Chennai: A war of words has erupted in the state’s political scene even as the DMK geared up to hold a agitation in front of Raj Bhavan on Saturday, protesting against Governor Banwarilal Purohit for holding back the Bill providing for 7.5 per cent reservation to students from government schools in medical college admissions.
Accusing DMK President M K Stalin of indulging in ‘statement politics’, Chief Minister Edappadi K Palaniswami said the DMK had no right to blame the government of inaction in getting the Governor’s consent for the Bill as it was during the UPA regime, in which Congress and DMK were part of the government, that NEET was introduced in India.
Replying to Stalin’s charge that the State government had covered up the Governor’s contention that he required three to four weeks to look into the merits of the Bill before giving accent, Fisheries Minister D Jayakumar said that it was not appropriate for the Ministers to reveal what happened in a closed door meeting.
Speaking to the media at the Chennai Collector’s office after an event, Jayakumar said the government was confident of the Governor giving his nod for the Bill soon and that the DMK need not be organizing the protest in front of Raj Bhavan.
Palaniswami, in a statement, accused the DMK of trying to seek political gain through the issue and explained that the 7.5 per cent reservation for government school students was brought about because the socio-economic background of students in government and private schools were vastly different.
Be it the schools or the home environment or income of parents, private school students were at an advantage and judging all students on the same scale was against equality. It was in view of this fact that he announced the 7.5 per cent reservation in the Assembly under Rule 110 and subsequently passed the Bill in the Assembly to send it to the Governor for approval on September 18.
Before moving the Bill in the Assembly, the government had sought a report from a committee headed by former High Court judge P Kalaiarasan to study the prospects of government school students getting admission in medical courses.
After sending the Bill to the Governor, the government had been following it up periodically, the Chief Minister said. When he went to Raj Bhavan to brief the Governor about the work done on controlling Covid-19 spread along with Ministers, he had taken up the issue and hoped the consent would come soon.
Even on October 20, he personally met the Governor and put pressure on him to give his nod for the Bill when he promised to look into it. He said that DMK had no right to blame the government for not pressurizing the Governor at this moment when the whole exercise was about to yield results.
He said that it was the AIADMK government that increased the total number of medical seats in the State to 1,400 and made efforts to set up new medical colleges with a view to raising the number of seats to 1650.
Referring to the Governor’s reply to Stalin’s letter demanding speedy approval for the Bill, stating that he would require three to four weeks, TNCC president K S Alagiri said that delay in giving assent would have serious repercussions.
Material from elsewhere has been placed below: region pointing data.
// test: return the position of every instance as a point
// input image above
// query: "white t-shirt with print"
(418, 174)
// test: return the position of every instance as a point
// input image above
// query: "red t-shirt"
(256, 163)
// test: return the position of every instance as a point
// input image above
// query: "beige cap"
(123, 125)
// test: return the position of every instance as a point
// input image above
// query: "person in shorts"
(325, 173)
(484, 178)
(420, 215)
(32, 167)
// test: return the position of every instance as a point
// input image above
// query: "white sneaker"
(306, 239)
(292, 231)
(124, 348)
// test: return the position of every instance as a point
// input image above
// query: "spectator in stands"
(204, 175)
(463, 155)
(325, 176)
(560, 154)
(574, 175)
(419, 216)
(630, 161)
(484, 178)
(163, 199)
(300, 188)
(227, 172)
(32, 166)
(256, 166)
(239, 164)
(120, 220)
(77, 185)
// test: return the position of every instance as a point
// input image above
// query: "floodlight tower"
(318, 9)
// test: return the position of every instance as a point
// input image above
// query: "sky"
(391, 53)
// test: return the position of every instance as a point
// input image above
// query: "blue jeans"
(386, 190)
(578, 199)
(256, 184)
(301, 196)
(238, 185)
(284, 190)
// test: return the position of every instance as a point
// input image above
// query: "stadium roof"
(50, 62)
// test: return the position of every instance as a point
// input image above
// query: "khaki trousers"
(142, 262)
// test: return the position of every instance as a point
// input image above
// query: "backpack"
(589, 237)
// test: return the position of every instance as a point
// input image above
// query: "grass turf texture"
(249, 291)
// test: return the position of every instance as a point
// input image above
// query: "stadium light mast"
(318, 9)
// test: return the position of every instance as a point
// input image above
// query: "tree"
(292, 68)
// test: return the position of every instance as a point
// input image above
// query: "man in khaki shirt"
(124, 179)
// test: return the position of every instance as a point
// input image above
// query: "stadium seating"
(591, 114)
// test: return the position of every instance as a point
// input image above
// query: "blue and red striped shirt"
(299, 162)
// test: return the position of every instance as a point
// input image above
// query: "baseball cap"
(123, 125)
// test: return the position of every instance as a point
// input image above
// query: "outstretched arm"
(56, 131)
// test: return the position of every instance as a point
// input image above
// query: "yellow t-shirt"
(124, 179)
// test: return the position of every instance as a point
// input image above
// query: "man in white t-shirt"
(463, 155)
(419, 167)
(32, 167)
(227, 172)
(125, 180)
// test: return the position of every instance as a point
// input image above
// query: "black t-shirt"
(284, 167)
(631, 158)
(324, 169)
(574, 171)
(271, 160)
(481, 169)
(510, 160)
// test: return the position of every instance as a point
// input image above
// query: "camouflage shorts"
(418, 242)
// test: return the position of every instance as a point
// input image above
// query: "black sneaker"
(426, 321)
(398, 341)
Going by the medical college admission pattern based on NEET scores, there was a scope for only eight students from government schools to get admission this year, too, Alagiri said that if the 7.5 per cent reservation came into force over 300 government school students would join medical courses.
It was a tragedy that the Governor would not budge even after the DMK had called for the protest in front of Raj Bhavan, he said that the Governor cannot go against the decision of the Ministers.
Alagiri regretted that he was given to understand that the Governor wanted the government to implement the Central government’s 10 per cent reservation for ‘Economically Weaker Sections’ among the upper castes if they wanted him to approve the 7.5 per cent reservation for government school students.
CPM Politburo member G Ramakrishnan said the Governor should leave the State if he could not follow the Constitution and give his nod for the Bill passed in the State Assembly. He also wondered why the State Minister did not reveal to the people that the Governor had sought three to four weeks’ time to clear the Bill.